Северный Удел - стр. 36
Майтус ревностно проследил за тем, как медь переходит в детские ладони.
– Благодарствуйте, господин.
– Благодарствуйте.
– Ну все, бегите, – сказал я.
– Брысь! – взмахнул рукой Майтус.
Мальчишки сорвались с места. Розовое утро на мгновение облило их будто глазурью. Один, обернувшись, показал язык.
– Это вам, господин? – удивленно спросил кровник.
– Нет, это тебе.
Мы вернулись к черному кухонному ходу.
Дворник покинул крыльцо и теперь возился в открытой дровяной пристройке. Повизгивала пила-ножовка.

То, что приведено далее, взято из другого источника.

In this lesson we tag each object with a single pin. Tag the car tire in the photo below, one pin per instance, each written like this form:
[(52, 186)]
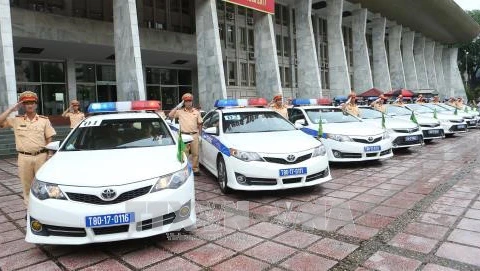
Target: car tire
[(222, 176)]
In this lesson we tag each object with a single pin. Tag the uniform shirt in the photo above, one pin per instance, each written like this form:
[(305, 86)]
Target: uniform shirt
[(281, 110), (30, 135), (352, 109), (75, 118), (189, 119)]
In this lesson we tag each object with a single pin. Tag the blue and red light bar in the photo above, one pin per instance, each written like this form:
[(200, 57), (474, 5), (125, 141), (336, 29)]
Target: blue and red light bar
[(241, 102), (319, 101), (150, 105)]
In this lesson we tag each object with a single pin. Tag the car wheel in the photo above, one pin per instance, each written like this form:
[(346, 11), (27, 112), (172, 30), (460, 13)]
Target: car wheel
[(222, 176)]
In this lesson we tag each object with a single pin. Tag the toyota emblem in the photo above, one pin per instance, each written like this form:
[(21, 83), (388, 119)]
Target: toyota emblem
[(109, 194)]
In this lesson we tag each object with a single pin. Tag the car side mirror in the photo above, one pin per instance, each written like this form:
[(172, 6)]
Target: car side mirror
[(300, 123), (53, 146), (211, 130)]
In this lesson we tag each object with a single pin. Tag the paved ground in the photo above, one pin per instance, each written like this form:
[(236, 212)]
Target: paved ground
[(417, 211)]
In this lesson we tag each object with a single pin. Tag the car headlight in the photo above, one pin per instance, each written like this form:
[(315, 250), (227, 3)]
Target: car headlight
[(173, 180), (340, 138), (246, 156), (42, 190), (319, 151)]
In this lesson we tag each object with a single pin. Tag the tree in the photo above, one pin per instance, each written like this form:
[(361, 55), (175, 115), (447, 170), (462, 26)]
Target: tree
[(472, 64)]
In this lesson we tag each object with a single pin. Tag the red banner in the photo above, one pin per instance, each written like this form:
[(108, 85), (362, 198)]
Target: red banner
[(267, 6)]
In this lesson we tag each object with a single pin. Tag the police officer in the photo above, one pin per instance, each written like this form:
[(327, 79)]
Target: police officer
[(378, 104), (74, 114), (32, 133), (277, 105), (399, 100), (191, 123), (350, 106)]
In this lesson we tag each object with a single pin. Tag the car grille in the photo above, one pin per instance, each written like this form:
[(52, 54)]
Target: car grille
[(111, 230), (65, 231), (93, 199), (406, 131), (364, 141), (285, 162), (156, 222), (430, 125), (318, 175), (400, 141)]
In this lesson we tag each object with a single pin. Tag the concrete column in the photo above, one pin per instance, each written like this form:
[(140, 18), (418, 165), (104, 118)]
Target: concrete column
[(362, 74), (309, 82), (430, 64), (128, 59), (337, 60), (441, 88), (8, 85), (411, 80), (397, 74), (267, 71), (211, 76), (71, 80), (453, 79), (419, 51), (381, 74)]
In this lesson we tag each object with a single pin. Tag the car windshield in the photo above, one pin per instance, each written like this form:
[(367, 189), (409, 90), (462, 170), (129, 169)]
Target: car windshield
[(255, 122), (420, 108), (330, 115), (398, 110), (367, 113), (119, 134), (438, 107)]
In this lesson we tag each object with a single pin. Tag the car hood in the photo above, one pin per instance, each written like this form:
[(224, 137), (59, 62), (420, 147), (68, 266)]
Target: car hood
[(109, 167), (271, 142), (352, 129)]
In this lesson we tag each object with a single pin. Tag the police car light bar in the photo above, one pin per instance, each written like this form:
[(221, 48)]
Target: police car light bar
[(241, 102), (123, 106), (319, 101)]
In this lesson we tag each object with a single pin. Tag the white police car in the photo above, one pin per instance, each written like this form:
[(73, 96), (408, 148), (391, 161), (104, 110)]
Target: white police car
[(430, 127), (346, 137), (471, 118), (116, 176), (451, 124), (402, 133), (251, 148)]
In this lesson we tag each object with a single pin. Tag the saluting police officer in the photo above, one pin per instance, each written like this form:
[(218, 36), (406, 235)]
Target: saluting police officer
[(32, 133), (277, 105), (351, 106), (191, 123), (74, 114)]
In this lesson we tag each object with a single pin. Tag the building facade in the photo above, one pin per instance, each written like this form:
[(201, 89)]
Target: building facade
[(109, 50)]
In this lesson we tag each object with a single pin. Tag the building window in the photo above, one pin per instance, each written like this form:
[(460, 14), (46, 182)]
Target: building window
[(252, 76), (231, 73), (244, 74)]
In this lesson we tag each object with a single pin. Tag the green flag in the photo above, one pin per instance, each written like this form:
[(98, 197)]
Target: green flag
[(413, 118), (320, 128), (180, 147), (383, 121)]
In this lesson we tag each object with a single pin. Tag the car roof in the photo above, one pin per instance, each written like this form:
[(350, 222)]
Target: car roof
[(128, 115)]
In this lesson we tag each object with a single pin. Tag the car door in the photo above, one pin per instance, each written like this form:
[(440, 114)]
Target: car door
[(207, 148)]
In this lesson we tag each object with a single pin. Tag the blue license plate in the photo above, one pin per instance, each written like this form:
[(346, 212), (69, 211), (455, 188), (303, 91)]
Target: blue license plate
[(372, 148), (292, 171), (107, 220), (411, 138)]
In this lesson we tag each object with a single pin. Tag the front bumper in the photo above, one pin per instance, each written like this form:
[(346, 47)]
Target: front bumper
[(355, 151), (64, 221), (258, 176)]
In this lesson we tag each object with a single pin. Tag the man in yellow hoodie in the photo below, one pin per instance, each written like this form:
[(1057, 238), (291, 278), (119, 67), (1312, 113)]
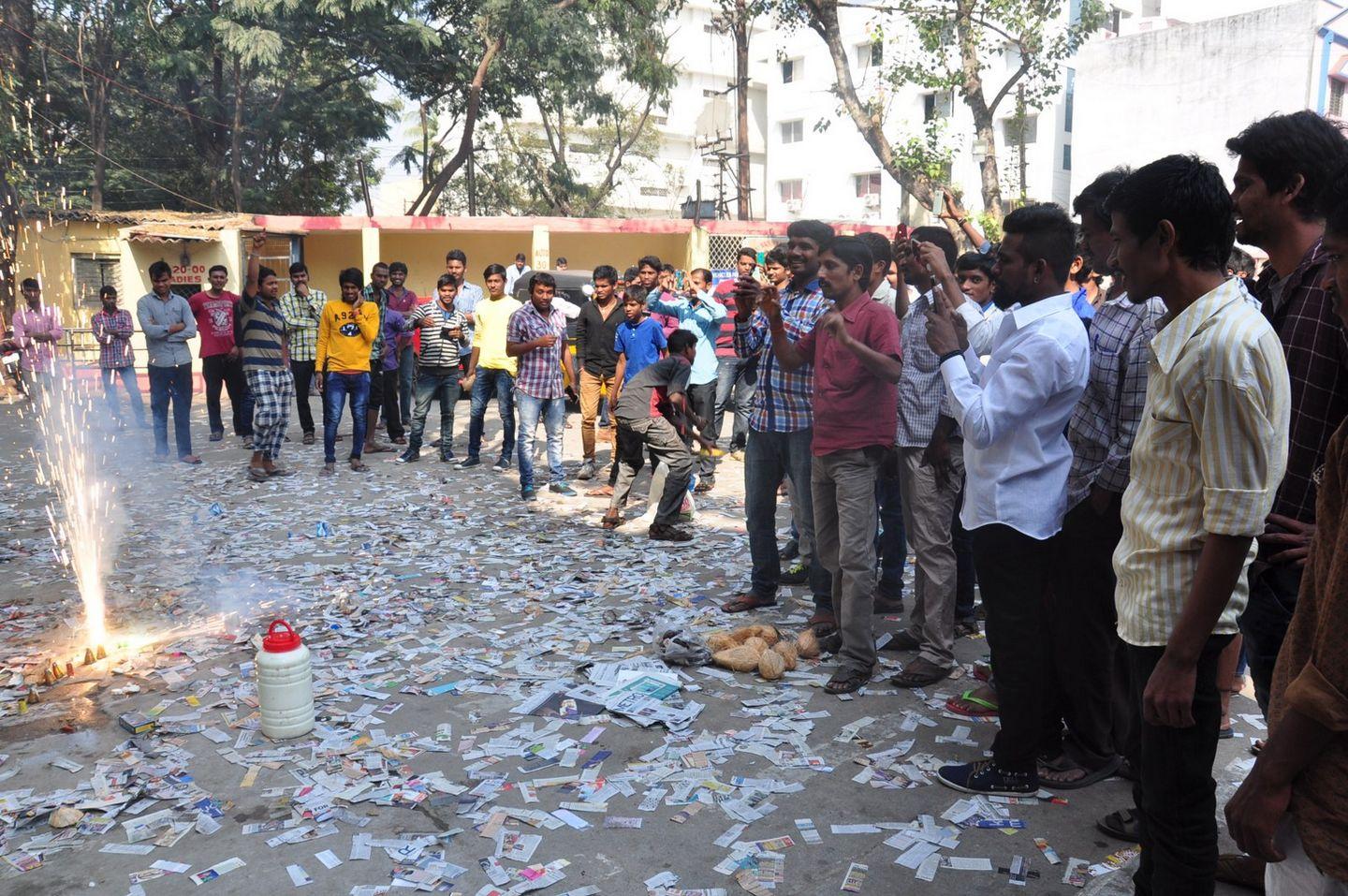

– Ты иди, Майтус, – похлопал я кровника по плечу. – Распорядись по шарабану, позавтракай.
– А вы?
– А я сейчас… Иди-иди…
Дождавшись, когда за Майтусом закроется дверь, я скользнул в пристройку. Дворник поднял голову на звук шагов. Шмыгнул носом:
– Оно ж нашли пострельцов…
– Нашел, – я встал у хлипких козел.
Пахло опилками и землей. На длинном гвозде висел масляный фонарь с битым стеклом.
Дворник вжикнул, сдирая кору, пилой по липовой ветке. Потом выпрямился:
– Ну и че сказать хошь?
Он воинственно вздернул бороду.
– Да так, – я пожал плечами, – все гадаю, куда это царапина у вас со щеки делась, господин пристав.
Несколько секунд дворник буравил меня глазами, потом расплылся в улыбке:
– Нет, узнали, что ли?
– Узнал.
– Ну шож тогда… – Лжедворник протянул руку: – Капитан Тимаков, тайного отделения…
– Я так и подумал. Это, надеюсь, настоящая фамилия? – Я с ухмылкой пожал крепкую, короткопалую ладонь.
– Обижаете!
Голос его отвердел и утратил просторечный говорок.
Мы, не сговариваясь, присели на поставленные у дощатой стенки чурбачки.
– А раньше, – сказал я, – еще и усы были обер-полицмейстерские.
– Так в образе… – Лжедворник Тимаков расправил фартук на коленях. – Сейчас вот тоже страсть сколько клея на бороду извел!
– Меня сторожить приставили?
– Есть маленько. А еще двое с парадного сторожат.
Я покивал.
Сагадеев, похоже, не собирался больше мной рисковать. Зная его хватку, я предположил, что три человека – далеко не все, кто задействован в охране моей персоны.
Оно, честно, и спокойнее.
Я посмотрел на лжедворника и лжепристава. В нем чувствовалась северная кровь, белесая, с примесью черненого серебра, мы с ним даже состояли в дальнем родстве, пусть красные с бирюзинкой тона и едва читались.
По крыльцу к выгребной яме спустились поварята, с разных сторон держа за ручки кастрюлю с помоями. Тимаков прошелся по ним острым взглядом. В разошедшейся на пласты реальности тонкие белесые жилки, выстрелив, легко коснулись поварских курток.
– Проверяете? – спросил я.
– Угу.
– Ловко.
– Учитель был хороший. – Капитан достал папироску из-за уха. – Жалко, что только это и могу. В остальном фамилией не вышел.